Hintergrund Fast alle Wirbeltiere besitzen zwei Chromosomensätze, einen väterlichen und einen mütterlichen, sie sind also diploid. Abweichungen von dieser Regel sind unter Wirbeltieren sehr selten und meist mit Beeinträchtigungen ihrer Fitness verbunden - man denke etwa an die negativen Folgen einzelner überzähliger Chromosomen (Aneuploidie) beim Menschen. Unter den Wirbeltieren sind allerdings auch sehr seltene Organismen bekannt, die drei Chromosomensätze besitzen, folglich triploid sind. Bisher glaubte man, dass diese sich entweder gar nicht oder zumindest nicht miteinander geschlechtlich fortpflanzen können.
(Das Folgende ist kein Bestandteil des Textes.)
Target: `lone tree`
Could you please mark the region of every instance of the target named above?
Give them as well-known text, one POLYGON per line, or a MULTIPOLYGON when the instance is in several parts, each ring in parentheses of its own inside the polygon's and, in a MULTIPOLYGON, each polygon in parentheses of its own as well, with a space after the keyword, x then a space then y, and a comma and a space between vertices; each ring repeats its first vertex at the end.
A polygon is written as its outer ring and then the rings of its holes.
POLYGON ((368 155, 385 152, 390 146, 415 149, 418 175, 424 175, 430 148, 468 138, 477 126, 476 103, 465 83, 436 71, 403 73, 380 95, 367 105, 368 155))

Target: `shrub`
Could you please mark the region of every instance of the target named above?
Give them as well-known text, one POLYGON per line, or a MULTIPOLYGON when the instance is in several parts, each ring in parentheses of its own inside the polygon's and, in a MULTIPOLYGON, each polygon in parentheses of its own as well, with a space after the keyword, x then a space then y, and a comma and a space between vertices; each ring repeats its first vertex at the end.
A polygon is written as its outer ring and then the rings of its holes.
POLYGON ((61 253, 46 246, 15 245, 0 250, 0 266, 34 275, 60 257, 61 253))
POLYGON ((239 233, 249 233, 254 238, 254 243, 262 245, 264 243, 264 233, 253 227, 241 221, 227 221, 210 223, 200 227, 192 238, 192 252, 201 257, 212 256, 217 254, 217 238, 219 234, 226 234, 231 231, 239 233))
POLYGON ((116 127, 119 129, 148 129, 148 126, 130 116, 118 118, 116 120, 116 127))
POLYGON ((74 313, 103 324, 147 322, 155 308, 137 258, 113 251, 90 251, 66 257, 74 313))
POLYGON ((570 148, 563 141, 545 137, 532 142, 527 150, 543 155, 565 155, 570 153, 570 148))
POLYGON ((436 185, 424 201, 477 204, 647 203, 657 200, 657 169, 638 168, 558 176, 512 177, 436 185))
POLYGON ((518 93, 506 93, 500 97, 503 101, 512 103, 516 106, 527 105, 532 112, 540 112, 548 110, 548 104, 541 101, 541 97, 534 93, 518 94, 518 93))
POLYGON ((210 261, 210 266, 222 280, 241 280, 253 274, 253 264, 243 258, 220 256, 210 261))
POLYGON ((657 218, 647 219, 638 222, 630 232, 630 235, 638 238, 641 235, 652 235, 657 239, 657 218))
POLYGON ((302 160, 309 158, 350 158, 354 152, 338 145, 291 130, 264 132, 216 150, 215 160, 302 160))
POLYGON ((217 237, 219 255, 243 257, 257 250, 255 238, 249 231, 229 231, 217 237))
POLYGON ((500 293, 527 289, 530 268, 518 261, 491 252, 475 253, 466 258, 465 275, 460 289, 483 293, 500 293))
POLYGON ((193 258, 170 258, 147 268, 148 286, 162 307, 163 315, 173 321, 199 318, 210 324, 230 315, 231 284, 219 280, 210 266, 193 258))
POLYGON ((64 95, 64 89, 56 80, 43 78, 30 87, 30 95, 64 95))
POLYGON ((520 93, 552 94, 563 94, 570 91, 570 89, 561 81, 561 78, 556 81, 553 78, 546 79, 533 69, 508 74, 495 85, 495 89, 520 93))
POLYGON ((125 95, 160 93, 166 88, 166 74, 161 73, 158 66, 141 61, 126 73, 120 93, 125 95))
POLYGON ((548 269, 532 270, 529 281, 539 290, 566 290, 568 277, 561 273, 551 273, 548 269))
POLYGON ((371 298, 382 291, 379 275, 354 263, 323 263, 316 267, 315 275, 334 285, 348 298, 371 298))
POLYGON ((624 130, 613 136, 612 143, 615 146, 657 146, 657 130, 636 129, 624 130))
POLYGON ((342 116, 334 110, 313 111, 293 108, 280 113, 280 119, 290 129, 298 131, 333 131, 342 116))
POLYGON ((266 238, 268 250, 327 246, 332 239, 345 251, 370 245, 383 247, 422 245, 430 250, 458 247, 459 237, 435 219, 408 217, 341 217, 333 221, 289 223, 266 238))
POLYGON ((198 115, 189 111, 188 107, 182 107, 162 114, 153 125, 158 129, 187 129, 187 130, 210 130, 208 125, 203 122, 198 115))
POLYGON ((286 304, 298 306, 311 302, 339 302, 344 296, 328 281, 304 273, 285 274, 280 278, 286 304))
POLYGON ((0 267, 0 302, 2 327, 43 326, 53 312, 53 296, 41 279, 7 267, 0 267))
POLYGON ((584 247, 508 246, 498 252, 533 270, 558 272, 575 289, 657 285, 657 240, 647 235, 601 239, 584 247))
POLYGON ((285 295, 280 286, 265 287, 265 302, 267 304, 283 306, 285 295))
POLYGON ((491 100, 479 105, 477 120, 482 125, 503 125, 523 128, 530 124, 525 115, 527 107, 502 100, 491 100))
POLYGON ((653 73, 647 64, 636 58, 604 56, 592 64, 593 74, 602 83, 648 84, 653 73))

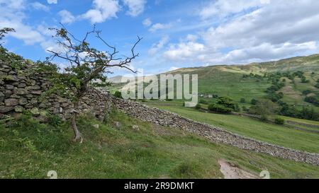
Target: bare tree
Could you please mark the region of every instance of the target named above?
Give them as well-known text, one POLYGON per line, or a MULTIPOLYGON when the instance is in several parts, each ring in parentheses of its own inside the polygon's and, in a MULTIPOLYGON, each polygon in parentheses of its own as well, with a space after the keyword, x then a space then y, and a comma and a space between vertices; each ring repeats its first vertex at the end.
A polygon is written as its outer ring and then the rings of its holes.
POLYGON ((61 25, 62 28, 50 28, 56 33, 52 37, 57 41, 58 47, 57 50, 47 50, 52 54, 48 60, 52 61, 57 57, 70 64, 69 67, 65 69, 66 73, 57 74, 55 79, 62 83, 60 84, 60 88, 63 87, 66 88, 65 90, 72 90, 74 93, 72 98, 74 110, 71 120, 74 133, 74 141, 82 142, 82 136, 76 124, 79 100, 93 81, 106 81, 105 74, 109 73, 111 68, 124 68, 136 73, 130 67, 130 64, 139 55, 135 52, 135 49, 142 38, 138 36, 138 40, 130 49, 130 57, 118 57, 118 52, 116 47, 111 46, 102 38, 101 31, 96 30, 95 25, 91 31, 87 32, 84 38, 80 40, 61 25), (105 51, 98 50, 90 45, 87 40, 91 36, 105 45, 105 51))

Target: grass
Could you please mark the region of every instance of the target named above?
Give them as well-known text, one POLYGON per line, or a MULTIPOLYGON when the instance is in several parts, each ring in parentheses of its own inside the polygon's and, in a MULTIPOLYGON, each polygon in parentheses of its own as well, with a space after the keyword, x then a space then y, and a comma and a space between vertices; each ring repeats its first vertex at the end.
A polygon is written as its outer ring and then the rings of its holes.
POLYGON ((176 103, 152 101, 147 103, 147 105, 259 141, 297 150, 319 153, 319 134, 289 129, 246 117, 205 113, 193 108, 184 107, 181 104, 176 103))
POLYGON ((82 144, 72 142, 68 122, 53 120, 41 124, 23 115, 0 125, 0 178, 47 178, 49 170, 58 178, 221 178, 220 158, 257 175, 267 170, 273 178, 319 178, 318 166, 211 143, 119 112, 104 124, 79 119, 82 144))

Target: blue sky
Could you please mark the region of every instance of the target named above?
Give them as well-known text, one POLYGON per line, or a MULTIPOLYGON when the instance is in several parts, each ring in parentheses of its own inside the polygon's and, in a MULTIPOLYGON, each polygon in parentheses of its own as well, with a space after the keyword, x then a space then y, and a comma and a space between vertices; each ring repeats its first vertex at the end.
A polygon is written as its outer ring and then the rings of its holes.
POLYGON ((0 0, 0 28, 16 30, 4 47, 33 60, 55 47, 47 28, 60 22, 77 37, 96 24, 123 54, 139 35, 132 68, 157 74, 319 53, 318 10, 317 0, 0 0))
Ursache dafür ist, dass zur Produktion von Keimzellen normalerweise in einem ersten Zellteilungsschritt (Meiose I) die Gesamtchromosomenzahl halbiert wird und väterliche und mütterliche Chromosomen nach dem Zufallsprinzip auf die Keimzellen verteilt werden. Infolge von Fehlern bei der Aufteilung ihrer ungeraden Chromsomenzahl führt Triploidie bei Wirbeltieren daher in den meisten bislang bekannten Fällen zu Unfruchtbarkeit. Ausnahmsweise entstanden in der Evolution auch rein-weibliche Arten, die sich ungeschlechtlich vermehren (Parthenogenese), indem sie alle drei Chromsomensätze an genetisch identische Töchter weitergeben (z.B. Eidechsen, Gattung Cnemidophorus). Einige Arten (z.B. Fische der Gattungen Poecilia, Salamander der Gattung Ambystoma) benötigen für diese Form der asexuellen Reproduktion die Spermien einer verwandten Art, deren genetisches Material jedoch normalerweise keinen Anteil an der Nachkommenschaft hat (spermienabhängige Parthenogenese=Gynogenese). Schließlich kennt man noch seltenere Fälle, in denen zweigeschlechtige Triploide in Mischpopulationen leben und sich dort entweder mit diploiden (z.B. Frösche der Gattung Rana) oder aber mit diploiden und tetraploiden Formen (z.B. Fische der Gattung Leuciscus) gemeinsam fortpflanzen, wodurch die Triploiden immer wieder neu entstehen. Von den rein-triploiden Batura-Kröten unterscheiden sich diese Formen einerseits durch ihr Auftreten in solch gemischten Fortpflanzungssystemen, andererseits dadurch, dass triploide Eltern nicht auf geschlechtlichem Wege triploide Nachkommen erzeugen.